6  Exploring the OMOP CDM

For this chapter, lets again use the synthetic Covid-19 dataset.

library(DBI)
library(dbplyr)
library(dplyr)
library(here)
library(CDMConnector)
library(ggplot2)
library(clock)
db<-dbConnect(duckdb::duckdb(), 
              dbdir = eunomiaDir(datasetName = "synthea-covid19-10k"))
cdm <- cdmFromCon(db, cdmSchema = "main", writeSchema = "main")
Note: method with signature 'DBIConnection#Id' chosen for function 'dbExistsTable',
 target signature 'duckdb_connection#Id'.
 "duckdb_connection#ANY" would also be valid
cdm
── # OMOP CDM reference (duckdb) of Synthea ────────────────────────────────────
• omop tables: person, observation_period, visit_occurrence, visit_detail,
condition_occurrence, drug_exposure, procedure_occurrence, device_exposure,
measurement, observation, death, note, note_nlp, specimen, fact_relationship,
location, care_site, provider, payer_plan_period, cost, drug_era, dose_era,
condition_era, metadata, cdm_source, concept, vocabulary, domain,
concept_class, concept_relationship, relationship, concept_synonym,
concept_ancestor, source_to_concept_map, drug_strength, cohort_definition,
attribute_definition
• cohort tables: -
• achilles tables: -
• other tables: -

6.1 Counting people

The OMOP CDM is person-centric, with the person table containing records to uniquely identify each person in the database. As each row refers to a unique person, we can quickly get a count of the number of individuals in the database like so

cdm$person |> 
  count()
# Source:   SQL [?? x 1]
# Database: DuckDB v1.1.3 [eburn@Windows 10 x64:R 4.4.0/C:\Users\eburn\AppData\Local\Temp\Rtmpiqb7TG\file5da426d6ca7.duckdb]
      n
  <dbl>
1 10754

The person table also contains some demographic information, including a gender concept for each person. We can get a count grouped by this variable, but as this uses a concept we’ll also need to join to the concept table to get the corresponding concept name for each concept id.

cdm$person |> 
  group_by(gender_concept_id) |> 
  count() |> 
  left_join(cdm$concept, 
            by=c("gender_concept_id" = "concept_id")) |> 
              select("gender_concept_id", "concept_name", "n") |> 
  collect()
# A tibble: 2 × 3
# Groups:   gender_concept_id [2]
  gender_concept_id concept_name     n
              <int> <chr>        <dbl>
1              8532 FEMALE        5165
2              8507 MALE          5589

The observation period table contains records indicating spans of time over which clinical events can be reliably observed for the people in the person table. Someone can potentially have multiple observation periods.
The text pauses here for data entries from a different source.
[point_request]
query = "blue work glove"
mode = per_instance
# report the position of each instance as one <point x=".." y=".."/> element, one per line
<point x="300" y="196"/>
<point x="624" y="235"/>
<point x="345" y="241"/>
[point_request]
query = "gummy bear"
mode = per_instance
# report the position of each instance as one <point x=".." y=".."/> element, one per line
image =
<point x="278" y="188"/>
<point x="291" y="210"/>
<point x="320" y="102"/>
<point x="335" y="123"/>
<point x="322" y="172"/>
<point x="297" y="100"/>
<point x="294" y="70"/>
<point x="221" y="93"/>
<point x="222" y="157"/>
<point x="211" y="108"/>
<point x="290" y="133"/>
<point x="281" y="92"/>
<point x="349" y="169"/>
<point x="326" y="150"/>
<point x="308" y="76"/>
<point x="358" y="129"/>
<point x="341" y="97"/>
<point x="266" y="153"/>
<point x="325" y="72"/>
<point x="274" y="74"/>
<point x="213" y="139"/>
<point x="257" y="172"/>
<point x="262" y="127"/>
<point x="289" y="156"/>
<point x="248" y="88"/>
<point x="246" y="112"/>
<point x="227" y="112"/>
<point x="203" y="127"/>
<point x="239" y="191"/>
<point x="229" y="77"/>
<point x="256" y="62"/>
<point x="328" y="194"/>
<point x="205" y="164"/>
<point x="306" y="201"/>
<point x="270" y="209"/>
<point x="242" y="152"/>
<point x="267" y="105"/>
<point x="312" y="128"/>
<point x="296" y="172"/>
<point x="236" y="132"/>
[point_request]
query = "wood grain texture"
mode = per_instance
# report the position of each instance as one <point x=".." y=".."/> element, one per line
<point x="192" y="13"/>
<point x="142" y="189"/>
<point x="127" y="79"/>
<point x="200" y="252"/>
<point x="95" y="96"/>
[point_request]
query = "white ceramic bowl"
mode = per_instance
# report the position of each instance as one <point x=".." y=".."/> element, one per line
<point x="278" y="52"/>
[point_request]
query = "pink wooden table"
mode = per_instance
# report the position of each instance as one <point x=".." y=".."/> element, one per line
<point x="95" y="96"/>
So say we wanted a count of people grouped by the year during which their first observation period started. We could do this like so:

first_observation_period <- cdm$observation_period |>
    group_by(person_id) |> 
    filter(row_number() == 1) |> 
    compute()

cdm$person |> 
  left_join(first_observation_period,
            by = "person_id") |> 
  mutate(observation_period_start_year = get_year(observation_period_start_date)) |> 
  group_by(observation_period_start_year) |> 
  count() |> 
  collect() |> 
  ggplot() +
  geom_col(aes(observation_period_start_year, n)) +
  theme_bw()

The compute() function will force the computation of a query (by default to a temporary table in the database). In the example above we use it to split up two queries; the first to keep the first observation period record for each individual.

cdm$observation_period |>
    group_by(person_id) |> 
    filter(row_number() == 1) |> 
    show_query()
<SQL>
SELECT
  observation_period_id,
  person_id,
  observation_period_start_date,
  observation_period_end_date,
  period_type_concept_id
FROM (
  SELECT
    observation_period.*,
    ROW_NUMBER() OVER (PARTITION BY person_id) AS col01
  FROM main.observation_period
) q01
WHERE (col01 = 1.0)

Followed by a second query that left joins the person table with the result from the first (which is now in a temporary table), followed by extracted the year in which peoples first observation period starts and then, finally, a count by year.

cdm$person |> 
  left_join(first_observation_period,
            by = "person_id") |> 
  mutate(observation_period_start_year=year(observation_period_start_date)) |> 
  group_by(observation_period_start_year) |> 
  count() |> 
  show_query()
<SQL>
SELECT observation_period_start_year, COUNT(*) AS n
FROM (
  SELECT
    q01.*,
    EXTRACT(year FROM observation_period_start_date) AS observation_period_start_year
  FROM (
    SELECT
      person.*,
      observation_period_id,
      observation_period_start_date,
      observation_period_end_date,
      period_type_concept_id
    FROM main.person
    LEFT JOIN og_001_1735312061
      ON (person.person_id = og_001_1735312061.person_id)
  ) q01
) q01
GROUP BY observation_period_start_year

We could, however, have done this without compute, with instead the SQL being done all at once.

cdm$person |> 
  left_join(cdm$observation_period |>
    group_by(person_id) |> 
    filter(row_number() == 1),
            by = "person_id") |> 
  mutate(observation_period_start_year=year(observation_period_start_date)) |> 
  group_by(observation_period_start_year) |> 
  count() |> 
  show_query()
<SQL>
SELECT observation_period_start_year, COUNT(*) AS n
FROM (
  SELECT
    q01.*,
    EXTRACT(year FROM observation_period_start_date) AS observation_period_start_year
  FROM (
    SELECT
      person.*,
      observation_period_id,
      observation_period_start_date,
      observation_period_end_date,
      period_type_concept_id
    FROM main.person
    LEFT JOIN (
      SELECT
        observation_period_id,
        person_id,
        observation_period_start_date,
        observation_period_end_date,
        period_type_concept_id
      FROM (
        SELECT
          observation_period.*,
          ROW_NUMBER() OVER (PARTITION BY person_id) AS col01
        FROM main.observation_period
      ) q01
      WHERE (col01 = 1.0)
    ) RHS
      ON (person.person_id = RHS.person_id)
  ) q01
) q01
GROUP BY observation_period_start_year

In this case the SQL is not much more complicated than before. However, you can imagine that without using computation to intermediate tables, the SQL associated with a series of data manipulations could quickly become unmanageable. Although we don’t want to overuse computation of intermediate queries, it is often a necessity when writing study analysis scripts.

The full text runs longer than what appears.